Gensyn RL-Swarm: Training & GGUF Quantized LLMs for Inference

A Comprehensive Guide to Running a Gensyn RL-Swarm Training
Continuous Training, an Experimental (advanced) mode, GGUF LLM Compatibility on Huggingface

Overview

Our pick an experimental (advanced) mode at this model a continuously trained Qwen2.5-Coder-0.5B-Instruct fine-tuned using Gensyn RL-Swarm framework with GRPO (Group Relative Policy Optimization) and supported format GGUF (llama.cpp) for enhanced code generation capabilities. Note: Current training focuses on programming challenges with adaptive weighted sampling.

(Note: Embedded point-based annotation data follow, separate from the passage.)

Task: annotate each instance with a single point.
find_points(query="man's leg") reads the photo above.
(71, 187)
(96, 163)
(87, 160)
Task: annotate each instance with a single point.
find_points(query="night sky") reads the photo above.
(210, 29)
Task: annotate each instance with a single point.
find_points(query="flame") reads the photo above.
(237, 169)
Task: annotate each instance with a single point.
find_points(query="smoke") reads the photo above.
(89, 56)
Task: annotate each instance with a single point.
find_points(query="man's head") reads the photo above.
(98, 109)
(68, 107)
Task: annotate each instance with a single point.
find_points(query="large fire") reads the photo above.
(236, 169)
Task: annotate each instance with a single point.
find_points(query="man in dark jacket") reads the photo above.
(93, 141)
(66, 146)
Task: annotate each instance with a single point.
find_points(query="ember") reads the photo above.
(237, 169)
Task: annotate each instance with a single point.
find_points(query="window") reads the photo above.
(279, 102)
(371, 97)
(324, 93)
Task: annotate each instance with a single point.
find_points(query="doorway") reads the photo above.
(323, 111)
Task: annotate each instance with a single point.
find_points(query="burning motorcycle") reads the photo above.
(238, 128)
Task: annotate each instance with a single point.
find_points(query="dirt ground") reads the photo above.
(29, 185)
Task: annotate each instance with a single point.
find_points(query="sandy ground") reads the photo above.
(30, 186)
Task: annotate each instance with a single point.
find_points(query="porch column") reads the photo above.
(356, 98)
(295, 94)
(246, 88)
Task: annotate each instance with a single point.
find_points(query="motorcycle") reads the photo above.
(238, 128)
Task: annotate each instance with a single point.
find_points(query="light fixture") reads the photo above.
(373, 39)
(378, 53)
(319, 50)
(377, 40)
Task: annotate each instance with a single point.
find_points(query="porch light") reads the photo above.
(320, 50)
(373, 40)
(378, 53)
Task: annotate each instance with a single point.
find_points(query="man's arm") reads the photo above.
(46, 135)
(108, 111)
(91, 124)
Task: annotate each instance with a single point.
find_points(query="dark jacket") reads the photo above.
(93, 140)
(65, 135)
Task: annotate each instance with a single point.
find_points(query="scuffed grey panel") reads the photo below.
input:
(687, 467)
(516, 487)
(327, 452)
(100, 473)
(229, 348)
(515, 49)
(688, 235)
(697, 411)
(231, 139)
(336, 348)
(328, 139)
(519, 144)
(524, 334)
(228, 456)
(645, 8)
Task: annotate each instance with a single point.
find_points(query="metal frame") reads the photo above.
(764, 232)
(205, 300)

Agent ID: Huggingface LLModels
Training Status: 🟢 LIVE - Model updates automatically every 5-10 minutes
Auto-Sync GGUF Pipeline Status: 🟢 LIVE - Commits update automatically every hourly
Current Progress: Round 14,854+ / 100,000 (14.85%)
Framework Version: Gensyn RL-Swarm (CodeZero) v0.7.0
Contract Judge: SwarmCoordinator v0.4.2
GGUF Quantization: Multiple quantized available (F16, Q3_K_M, Q4_K_M, Q5_K_M, Q6_K)

Note

LATEST PULL: Currently in recent update Gensyn RL-Swarm is CodeZero (Solvers, Proposers & Evaluators), This was modify configure experimental (advanced) mode by for Gensyn training model thats support for any min-low vRAM GPU resources like RTX Series 20xx, 30xx, 40xx, A1xx, A2xx, A4xx is same optimize into swarm training (originally).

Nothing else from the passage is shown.